The company currently operates a fleet of eight aircraft:
o 4 Caravans
o 2 Aerostars
o Cheyenne II
o Merlin 3
Three of the airplanes - an Aerostar, the Cheyenne and Merlin - are dedicated passenger planes for Northstar Business Aviation.
"We're not saying 'executive' because when the public looks at charter, if they see executive they think high-ups," he says. "We are trying to educate people and let them know that the chartered airplane is a viable tool for their company. It's business aviation, not just for executives.
"Will it end up as two separate companies with separate [FAA] certificates? I'm not sure yet."
Grossmann recognizes that the Northeast Ohio market, with Cleve-land at its core, is a jet market and has entered "alliances" with companies that will provide that service through Northstar.
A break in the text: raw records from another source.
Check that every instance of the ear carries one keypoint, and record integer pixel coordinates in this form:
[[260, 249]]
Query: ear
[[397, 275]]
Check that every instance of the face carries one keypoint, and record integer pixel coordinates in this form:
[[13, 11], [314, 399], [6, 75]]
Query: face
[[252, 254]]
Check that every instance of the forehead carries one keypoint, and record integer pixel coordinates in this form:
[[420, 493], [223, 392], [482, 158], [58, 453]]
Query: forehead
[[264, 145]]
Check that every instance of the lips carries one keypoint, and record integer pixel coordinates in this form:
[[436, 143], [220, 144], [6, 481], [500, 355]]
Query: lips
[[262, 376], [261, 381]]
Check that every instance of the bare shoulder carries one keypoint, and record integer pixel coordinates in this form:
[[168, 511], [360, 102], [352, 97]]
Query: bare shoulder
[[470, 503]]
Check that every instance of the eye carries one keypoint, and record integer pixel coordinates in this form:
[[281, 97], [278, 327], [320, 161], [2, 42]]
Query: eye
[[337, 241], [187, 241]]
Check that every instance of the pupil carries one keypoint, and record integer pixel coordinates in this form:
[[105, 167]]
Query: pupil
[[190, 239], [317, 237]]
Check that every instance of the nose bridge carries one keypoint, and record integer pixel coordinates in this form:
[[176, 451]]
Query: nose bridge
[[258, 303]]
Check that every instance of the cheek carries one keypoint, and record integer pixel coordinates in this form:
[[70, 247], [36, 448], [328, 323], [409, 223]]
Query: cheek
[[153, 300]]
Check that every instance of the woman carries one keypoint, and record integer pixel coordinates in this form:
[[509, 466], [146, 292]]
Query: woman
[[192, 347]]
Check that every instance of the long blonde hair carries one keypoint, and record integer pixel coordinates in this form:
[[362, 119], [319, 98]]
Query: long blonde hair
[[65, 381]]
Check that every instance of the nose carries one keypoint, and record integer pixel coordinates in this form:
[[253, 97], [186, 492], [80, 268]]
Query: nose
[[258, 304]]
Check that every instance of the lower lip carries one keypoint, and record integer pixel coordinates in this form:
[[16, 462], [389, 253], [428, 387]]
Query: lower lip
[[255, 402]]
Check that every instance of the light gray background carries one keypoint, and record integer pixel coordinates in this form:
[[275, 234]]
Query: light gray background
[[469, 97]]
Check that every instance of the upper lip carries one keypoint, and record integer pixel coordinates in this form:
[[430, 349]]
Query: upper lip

In late June, the company was to host an open house that featured a Citation 3, Lear 60, and Citation XL on the ramp.

Akron-canton airport
The right business environment on the airfield is also impacting Castle Aviation's operation, says Grossmann. The Akron-Canton Airport, located some 30 miles south of Cleveland Hopkins International, has been aggressively gaining air service, started when Air Tran began service to Atlanta in 1996.
Explains Grossmann, "Moving to the Akron-Canton Airport was the second best business decision I ever made. The best was buying a Caravan.
"I was used to fighting the little airport authority in which everybody had their personal agendas. Here the atmosphere is one of a common goal. the airport wants everybody to prosper, everybody to grow. With the Northstar project their attitude has been, 'What can we do to help?'"
In late 1999, Grossmann purchased the corporate flight department facilities of BF Goodrich - complete with 30,000 square feet of hangar and offices on two acres, and a 60,000-gallon fuel farm [no retail sales]. The leasehold was renegotiated to a 40-year term, with fees of 26 cents per square foot and a flowage fee of six cents [sliding scale].
Akron-Canton Airport offers three ILS approaches and an FAA-operated tower. "The life of the pilot when we came here got so much easier," says Grossmann.
He adds that the perception of customers has changed as well with the move to the new facilities. "When you move to an airport of this size, people look at you differently," he explains. "Other businesses look at you differently, as a business to be reckoned with."